I’m sorry Leslie. I cannot see this from a Zionist perspective. It was a wrong headed idea from the beginning, even if I concider the tragedy of the Jewish diaspora, the anti-Jewish laws of Europe, the holocaust etc…one of the foundation stones of Israeli apologists is the “chosen people” line which, you must admit smells very much like the “master race” slogan used by you know who. The core of this ideology is racism, which I suppose could be considered an ideal but not the kind of idealism I would laud.
Yusuf, I am as averse to the ‘chosen people’ line as you, and appalled at what Zionism has become, let alone at the fact that there are such things as Jewish racists. But here are the essential facts: Israel is a state, and Palestine, sooner or later, and I very much hope sooner, will also be a state. The only way to get there, it seems to me, is to go beyond mutual blame and accusation — I say this in full knowledge of how easy that is to say and how immensely difficult it is to do — to the pragmatic question of how these two states are to co-exist: not in fluttering-dove idealistic kind of peace, but in what you might call “cold peace,” much as exists, perhaps (I know you’ll hate this analogy, but here goes anyway), between Egypt and Israel.
Lesley, with respect, I think you are missing…well, a lot. If you examine the “peace process” with open eyes, you will see that there is zero possibility for a two state solution. The Zionist agenda, as openly stated by many, includes control of territory beyond the jordan river, beyond the Golan heights and beyond the Siani.
I will concede that, for the average Jew perhaps, the dream of a homeland has some aspects which are not totally reprehensible, but when those aspirations became actions, with the ethnic cleansing the process required, all honor was lost.
I assume you have lived in occupied Palestine and have or had friends or even family involved in this crime and I’m sorry if my opinions cause you anger, but I really don’t see how a person with any love of justice could defend or even excuse the punishment of the Palestinian people for the crimes if the Europeans and others
Oh no, Yusuf, either you misread me or I have not been clear. I neither defend nor excuse this. The whole project of Israeli occupation of the occupied territories, the ongoing ugliness it entails, and the increasing denial and right-wing entrenchment inside Israel, all fill me with anger and with a disgust so deep I did not know I was capable of it. Like you, I fail to see exactly how a two-state solution would work, with the West Bank and Gaza non-contiguous and lacking in natural resources. But my failing to see something does not mean that it is impossible. However this is to be resolved, even partially, compromise will be needed, on all sides: a ‘solution,’ in other words, that will please nobody but that everybody can live with. What I’m saying is that there is a huge gap between the ideal and the possible, and we can only work toward the future from where we are now. Call me an unhappy pragmatist, perhaps.

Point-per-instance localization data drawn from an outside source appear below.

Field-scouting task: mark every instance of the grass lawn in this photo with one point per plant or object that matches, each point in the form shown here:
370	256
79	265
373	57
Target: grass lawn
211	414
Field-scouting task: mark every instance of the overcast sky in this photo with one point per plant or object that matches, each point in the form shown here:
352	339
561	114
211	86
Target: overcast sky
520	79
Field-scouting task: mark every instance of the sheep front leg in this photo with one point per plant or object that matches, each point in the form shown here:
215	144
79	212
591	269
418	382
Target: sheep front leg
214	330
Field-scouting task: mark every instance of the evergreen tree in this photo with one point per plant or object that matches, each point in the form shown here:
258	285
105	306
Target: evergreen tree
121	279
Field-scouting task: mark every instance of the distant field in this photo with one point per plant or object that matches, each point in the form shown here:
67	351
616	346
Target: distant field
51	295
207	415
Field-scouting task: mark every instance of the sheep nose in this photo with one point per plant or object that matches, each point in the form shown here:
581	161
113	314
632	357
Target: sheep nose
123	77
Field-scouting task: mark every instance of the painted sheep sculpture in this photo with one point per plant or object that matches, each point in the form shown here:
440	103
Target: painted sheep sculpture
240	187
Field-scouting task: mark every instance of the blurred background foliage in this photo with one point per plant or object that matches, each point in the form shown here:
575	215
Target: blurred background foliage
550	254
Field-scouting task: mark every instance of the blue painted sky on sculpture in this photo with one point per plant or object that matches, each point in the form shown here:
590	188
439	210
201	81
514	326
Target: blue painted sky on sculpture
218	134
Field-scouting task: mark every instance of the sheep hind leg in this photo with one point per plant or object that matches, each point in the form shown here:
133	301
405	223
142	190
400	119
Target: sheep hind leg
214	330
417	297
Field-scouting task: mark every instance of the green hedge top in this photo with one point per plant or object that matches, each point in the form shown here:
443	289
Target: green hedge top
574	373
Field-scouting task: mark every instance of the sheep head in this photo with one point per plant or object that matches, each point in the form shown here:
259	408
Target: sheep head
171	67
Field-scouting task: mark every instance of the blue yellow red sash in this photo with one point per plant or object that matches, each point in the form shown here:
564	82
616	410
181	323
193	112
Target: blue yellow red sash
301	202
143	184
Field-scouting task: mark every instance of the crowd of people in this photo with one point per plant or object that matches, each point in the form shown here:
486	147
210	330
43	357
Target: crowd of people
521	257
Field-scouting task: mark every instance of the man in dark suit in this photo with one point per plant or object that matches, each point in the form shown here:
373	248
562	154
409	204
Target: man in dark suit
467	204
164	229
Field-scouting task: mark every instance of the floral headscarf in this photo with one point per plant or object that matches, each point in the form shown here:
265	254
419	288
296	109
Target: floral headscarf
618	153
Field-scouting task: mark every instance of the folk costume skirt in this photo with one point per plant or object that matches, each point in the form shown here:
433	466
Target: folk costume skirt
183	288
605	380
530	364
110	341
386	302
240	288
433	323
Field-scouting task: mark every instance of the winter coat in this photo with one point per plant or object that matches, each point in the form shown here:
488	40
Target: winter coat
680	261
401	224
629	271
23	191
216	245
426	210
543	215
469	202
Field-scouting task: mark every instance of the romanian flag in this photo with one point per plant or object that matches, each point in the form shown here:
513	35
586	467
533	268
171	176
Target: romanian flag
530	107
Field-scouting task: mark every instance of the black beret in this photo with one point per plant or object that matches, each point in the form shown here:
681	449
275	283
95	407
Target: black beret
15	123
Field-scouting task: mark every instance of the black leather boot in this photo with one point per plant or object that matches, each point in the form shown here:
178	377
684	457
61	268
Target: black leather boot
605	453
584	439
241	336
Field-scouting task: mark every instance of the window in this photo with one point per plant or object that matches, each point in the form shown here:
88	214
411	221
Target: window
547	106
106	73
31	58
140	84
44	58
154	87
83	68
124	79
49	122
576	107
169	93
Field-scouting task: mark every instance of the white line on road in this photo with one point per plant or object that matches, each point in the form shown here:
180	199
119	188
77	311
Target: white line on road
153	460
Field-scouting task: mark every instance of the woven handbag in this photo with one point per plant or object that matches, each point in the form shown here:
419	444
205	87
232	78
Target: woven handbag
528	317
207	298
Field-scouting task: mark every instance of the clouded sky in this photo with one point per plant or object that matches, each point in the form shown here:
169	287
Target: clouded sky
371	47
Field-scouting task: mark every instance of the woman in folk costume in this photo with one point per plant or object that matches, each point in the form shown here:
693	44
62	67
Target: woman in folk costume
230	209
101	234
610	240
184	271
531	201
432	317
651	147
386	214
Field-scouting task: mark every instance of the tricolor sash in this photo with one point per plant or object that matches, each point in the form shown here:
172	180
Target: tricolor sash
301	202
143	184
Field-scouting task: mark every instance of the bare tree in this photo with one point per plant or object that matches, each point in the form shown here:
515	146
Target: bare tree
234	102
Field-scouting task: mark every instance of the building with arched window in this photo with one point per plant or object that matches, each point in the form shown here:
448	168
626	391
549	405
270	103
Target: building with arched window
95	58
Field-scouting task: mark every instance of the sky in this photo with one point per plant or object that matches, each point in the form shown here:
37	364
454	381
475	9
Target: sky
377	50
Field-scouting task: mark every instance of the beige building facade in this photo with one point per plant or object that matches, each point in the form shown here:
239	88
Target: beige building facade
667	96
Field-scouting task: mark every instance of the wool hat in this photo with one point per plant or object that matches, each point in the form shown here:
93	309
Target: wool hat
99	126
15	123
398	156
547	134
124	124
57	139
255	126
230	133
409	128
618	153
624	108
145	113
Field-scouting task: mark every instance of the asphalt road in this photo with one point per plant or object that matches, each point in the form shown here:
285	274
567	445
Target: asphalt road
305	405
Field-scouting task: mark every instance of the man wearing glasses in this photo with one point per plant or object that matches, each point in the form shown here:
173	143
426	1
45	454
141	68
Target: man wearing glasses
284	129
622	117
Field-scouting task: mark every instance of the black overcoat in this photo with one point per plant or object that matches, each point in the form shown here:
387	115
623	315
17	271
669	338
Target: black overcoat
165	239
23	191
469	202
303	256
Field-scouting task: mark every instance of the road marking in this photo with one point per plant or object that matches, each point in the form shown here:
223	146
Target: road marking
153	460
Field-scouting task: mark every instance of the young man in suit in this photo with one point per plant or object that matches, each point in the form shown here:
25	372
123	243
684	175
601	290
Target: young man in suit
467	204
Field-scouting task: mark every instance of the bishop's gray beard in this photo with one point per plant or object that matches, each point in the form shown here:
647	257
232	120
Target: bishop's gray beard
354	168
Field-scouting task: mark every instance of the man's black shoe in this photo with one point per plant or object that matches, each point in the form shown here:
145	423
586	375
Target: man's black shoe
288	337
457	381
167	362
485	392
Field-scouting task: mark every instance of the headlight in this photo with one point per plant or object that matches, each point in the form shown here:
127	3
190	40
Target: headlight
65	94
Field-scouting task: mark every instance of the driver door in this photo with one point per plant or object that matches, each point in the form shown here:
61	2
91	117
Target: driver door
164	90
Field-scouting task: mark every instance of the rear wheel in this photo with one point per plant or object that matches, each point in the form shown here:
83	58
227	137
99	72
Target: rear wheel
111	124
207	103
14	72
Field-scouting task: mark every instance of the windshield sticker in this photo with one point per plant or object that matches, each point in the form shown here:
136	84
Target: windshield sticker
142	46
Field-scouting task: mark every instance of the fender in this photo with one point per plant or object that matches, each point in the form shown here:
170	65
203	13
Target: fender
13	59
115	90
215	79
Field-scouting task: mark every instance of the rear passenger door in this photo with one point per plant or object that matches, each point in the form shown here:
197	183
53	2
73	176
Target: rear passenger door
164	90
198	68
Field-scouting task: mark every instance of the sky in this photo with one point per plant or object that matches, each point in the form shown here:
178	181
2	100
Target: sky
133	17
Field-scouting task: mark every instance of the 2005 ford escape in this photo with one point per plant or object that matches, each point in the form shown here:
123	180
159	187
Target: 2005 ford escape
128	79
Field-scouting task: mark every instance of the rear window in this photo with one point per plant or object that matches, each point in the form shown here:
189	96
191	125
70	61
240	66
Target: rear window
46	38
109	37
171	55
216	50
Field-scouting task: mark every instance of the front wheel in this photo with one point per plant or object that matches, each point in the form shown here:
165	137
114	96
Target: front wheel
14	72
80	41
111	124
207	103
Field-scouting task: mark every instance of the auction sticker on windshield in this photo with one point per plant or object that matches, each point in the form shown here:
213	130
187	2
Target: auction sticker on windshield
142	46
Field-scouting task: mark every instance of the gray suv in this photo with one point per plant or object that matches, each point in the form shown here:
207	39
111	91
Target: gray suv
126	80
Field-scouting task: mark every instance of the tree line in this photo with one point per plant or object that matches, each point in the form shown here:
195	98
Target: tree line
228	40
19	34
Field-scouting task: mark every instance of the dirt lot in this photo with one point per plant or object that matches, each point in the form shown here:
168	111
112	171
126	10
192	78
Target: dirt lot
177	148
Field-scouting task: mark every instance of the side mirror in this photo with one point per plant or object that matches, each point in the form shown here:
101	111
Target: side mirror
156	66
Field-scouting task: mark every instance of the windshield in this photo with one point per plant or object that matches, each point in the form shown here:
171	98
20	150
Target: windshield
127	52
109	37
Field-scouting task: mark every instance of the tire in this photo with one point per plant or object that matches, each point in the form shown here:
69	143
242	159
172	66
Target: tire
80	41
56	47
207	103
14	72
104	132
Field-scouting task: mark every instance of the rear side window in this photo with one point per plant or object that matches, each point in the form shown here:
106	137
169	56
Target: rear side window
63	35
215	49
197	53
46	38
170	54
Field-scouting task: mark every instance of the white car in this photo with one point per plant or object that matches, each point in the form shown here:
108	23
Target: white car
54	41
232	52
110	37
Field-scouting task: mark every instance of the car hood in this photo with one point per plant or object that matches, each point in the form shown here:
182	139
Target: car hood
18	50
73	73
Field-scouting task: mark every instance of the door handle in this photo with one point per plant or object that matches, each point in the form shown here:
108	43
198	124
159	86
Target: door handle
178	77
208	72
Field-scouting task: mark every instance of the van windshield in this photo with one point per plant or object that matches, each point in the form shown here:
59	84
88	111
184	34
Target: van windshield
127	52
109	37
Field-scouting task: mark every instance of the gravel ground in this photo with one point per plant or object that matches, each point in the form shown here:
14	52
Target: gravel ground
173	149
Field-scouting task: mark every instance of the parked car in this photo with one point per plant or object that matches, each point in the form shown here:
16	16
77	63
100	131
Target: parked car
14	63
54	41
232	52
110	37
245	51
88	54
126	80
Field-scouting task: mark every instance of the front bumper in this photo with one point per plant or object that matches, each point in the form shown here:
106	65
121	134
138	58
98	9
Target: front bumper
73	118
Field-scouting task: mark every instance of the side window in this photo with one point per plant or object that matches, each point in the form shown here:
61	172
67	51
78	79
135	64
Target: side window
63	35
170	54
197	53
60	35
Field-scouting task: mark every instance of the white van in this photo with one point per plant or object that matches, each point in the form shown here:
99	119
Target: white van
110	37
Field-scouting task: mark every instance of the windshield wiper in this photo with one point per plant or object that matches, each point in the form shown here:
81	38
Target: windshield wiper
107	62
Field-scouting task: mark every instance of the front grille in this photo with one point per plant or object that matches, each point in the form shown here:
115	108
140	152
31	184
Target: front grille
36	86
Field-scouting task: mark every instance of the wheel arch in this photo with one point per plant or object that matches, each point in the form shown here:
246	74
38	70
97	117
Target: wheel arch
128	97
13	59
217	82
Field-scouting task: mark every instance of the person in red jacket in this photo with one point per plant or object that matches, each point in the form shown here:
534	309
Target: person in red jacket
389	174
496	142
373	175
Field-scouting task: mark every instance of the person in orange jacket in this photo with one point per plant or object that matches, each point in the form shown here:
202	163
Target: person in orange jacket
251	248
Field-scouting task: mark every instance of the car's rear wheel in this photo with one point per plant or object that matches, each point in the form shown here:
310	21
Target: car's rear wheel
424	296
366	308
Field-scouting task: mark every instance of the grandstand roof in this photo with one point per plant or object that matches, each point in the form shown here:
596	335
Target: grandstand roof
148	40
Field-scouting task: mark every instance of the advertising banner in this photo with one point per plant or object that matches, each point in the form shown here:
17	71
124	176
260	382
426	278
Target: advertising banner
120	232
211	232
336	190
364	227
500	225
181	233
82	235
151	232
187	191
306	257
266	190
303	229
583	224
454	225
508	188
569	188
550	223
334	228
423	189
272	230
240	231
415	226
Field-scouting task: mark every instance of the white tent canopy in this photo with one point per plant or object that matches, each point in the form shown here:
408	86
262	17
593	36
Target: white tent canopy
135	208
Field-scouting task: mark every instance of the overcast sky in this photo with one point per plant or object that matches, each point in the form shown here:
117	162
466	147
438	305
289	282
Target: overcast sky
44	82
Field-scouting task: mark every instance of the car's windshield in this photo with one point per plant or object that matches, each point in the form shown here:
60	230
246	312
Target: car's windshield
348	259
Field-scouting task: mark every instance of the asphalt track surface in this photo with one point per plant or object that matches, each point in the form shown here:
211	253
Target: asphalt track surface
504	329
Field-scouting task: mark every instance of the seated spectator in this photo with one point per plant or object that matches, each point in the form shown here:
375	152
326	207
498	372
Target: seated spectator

Thank you. I think I understand your position now. To me, a just solution would be to allow everyone who has history there to return(if they want) and let them decide, on an equal basis what the system should be, and they can call it Israel, Palestine or kookamunga, as long as everyone gets a chance to live and worship as they see fit. Maybe we’re on the same page, or at least the same chapter.
The same chapter — I like that. The insistence that we all have to be on exactly the same page may be part of what’s holding us back.